Kristin Lavranstochter 1
Simon bat darum, diese anderen Dinge zu bekommen - und als Lavrans sagte, nun betröge er sich selbst, meinte Simon, der Dolch sei doch ein kostbares Stück. „Ja, und dann das Messer“, warf Ragnfrid ein und lächelte ein wenig, und die Männer lachten und sagten: „Ja, das Messer, ja.“ Um dieses Messers willen hatten der Vater und die Mutter so viele Zwiste gehabt; Ragnfrid ärgerte sich täglich darüber, das häßliche, schäbige Messer am Gürtel ihres Mannes zu sehen. Lavrans jedoch schwor, es solle ihr nie glücken, ihn von diesem Messer zu trennen. „Nie habe ich es doch gegen dich gezogen, Ragnfrid - und es ist so gut, wie nur irgendein Messer in ganz Norwegen, um damit in die Butter einzuhauen - wenn sie warm ist.“
Kristin bat darum, es ansehen zu dürfen, lag eine Weile da und hielt es in den Händen.
„Ich wollte, ich besäße dieses Messer“, sagte sie leise und bittend.
„Ja, das glaube ich gern - ich bin froh, daß ich es besitze, nicht für zwanzig Mark Silber würde ich es hergeben.“ Lachend umfaßte er ihr Handgelenk und nahm das Messer wieder an sich. Simons kleine, rundliche Hände waren stets so gut, angenehm warm und trocken.
Kurz darauf wünschte er gute Nacht, nahm das Licht und ging in die Stube hinüber. Sie hörte, wie er vor dem Kreuz dort niederkniete, wieder aufstand, die Stiefel auszog - kurz darauf legte er sich schwer in das Bett an der Nordwand. Dann sank Kristin in einen abgrundtiefen und süßen Schlaf.
Sie erwachte erst spät am nächsten Tag. Simon Andressohn war vor vielen Stunden weggegangen und hatte das Gesinde beauftragt, sie in seinem Namen zu bitten, sich ruhig im Hofe daheim zu halten.

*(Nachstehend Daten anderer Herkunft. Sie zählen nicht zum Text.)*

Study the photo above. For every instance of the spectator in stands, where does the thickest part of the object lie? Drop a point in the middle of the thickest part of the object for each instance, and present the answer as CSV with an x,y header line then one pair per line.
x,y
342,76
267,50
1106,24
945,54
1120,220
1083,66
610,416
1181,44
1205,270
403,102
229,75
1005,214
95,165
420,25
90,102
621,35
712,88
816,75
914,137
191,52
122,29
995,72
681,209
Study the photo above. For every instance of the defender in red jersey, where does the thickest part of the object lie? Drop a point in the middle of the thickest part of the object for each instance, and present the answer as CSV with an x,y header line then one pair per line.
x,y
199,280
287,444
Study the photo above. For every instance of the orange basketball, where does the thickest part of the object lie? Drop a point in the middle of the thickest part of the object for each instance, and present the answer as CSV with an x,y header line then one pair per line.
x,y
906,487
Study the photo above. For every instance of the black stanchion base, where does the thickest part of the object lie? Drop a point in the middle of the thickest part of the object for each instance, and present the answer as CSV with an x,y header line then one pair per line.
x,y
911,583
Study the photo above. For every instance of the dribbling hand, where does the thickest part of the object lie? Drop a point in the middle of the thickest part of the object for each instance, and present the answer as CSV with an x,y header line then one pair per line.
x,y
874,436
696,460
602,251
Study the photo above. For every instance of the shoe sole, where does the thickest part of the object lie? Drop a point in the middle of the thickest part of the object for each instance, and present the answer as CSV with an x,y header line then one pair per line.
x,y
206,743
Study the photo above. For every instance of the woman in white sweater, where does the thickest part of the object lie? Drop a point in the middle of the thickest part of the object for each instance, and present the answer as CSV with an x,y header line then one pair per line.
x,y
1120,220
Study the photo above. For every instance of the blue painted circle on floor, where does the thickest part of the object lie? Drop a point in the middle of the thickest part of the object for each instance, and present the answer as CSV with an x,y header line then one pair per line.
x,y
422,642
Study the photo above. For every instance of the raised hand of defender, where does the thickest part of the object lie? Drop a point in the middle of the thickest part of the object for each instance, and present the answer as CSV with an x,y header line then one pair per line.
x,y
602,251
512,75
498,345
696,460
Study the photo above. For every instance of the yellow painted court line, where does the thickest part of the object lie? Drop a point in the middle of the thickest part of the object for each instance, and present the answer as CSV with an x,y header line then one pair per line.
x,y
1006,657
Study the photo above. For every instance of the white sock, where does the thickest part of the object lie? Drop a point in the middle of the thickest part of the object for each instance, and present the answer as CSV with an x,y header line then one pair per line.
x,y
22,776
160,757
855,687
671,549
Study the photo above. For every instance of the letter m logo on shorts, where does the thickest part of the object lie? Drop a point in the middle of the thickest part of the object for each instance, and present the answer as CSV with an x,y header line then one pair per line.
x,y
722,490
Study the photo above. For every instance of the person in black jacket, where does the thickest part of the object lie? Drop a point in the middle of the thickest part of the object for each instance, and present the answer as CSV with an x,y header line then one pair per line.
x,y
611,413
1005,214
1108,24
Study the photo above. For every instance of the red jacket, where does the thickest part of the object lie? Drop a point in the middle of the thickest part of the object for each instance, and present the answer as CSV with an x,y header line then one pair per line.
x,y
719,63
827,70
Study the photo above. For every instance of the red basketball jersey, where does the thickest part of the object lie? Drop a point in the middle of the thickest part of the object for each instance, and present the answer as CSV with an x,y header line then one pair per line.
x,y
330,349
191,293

Er kam erst kurz vor der None zurück und sagte sofort:
„Ich habe Grüße an dich von Erlend, Kristin - ich durfte mit ihm sprechen.“
Er sah, wie jung ihr Gesicht wurde, weich und angstvoll zärtlich. Dann nahm er ihre Hände in seine, während er berichtete. Viel hatten Erlend und er einander nicht sagen können, denn der Mann, der Simon zu dem Gefangenen hinaufgeführt hatte, war die ganze Zeit dabeigeblieben. Olav, der Richter, hatte Simon diese Unterredung um der Schwagerschaft willen erwirkt, die zu Halfrids Lebzeiten zwischen ihnen bestanden hatte. Erlend sandte ihr und den Kindern liebevolle Grüße, er hatte viel nach ihnen allen gefragt, am meisten jedoch nach Gaute. Simon meinte, Kristin würde in wenigen Tagen wohl die Erlaubnis erhalten, ihren Mann zu sehen. Erlend hatte ruhig und zuversichtlich geschienen.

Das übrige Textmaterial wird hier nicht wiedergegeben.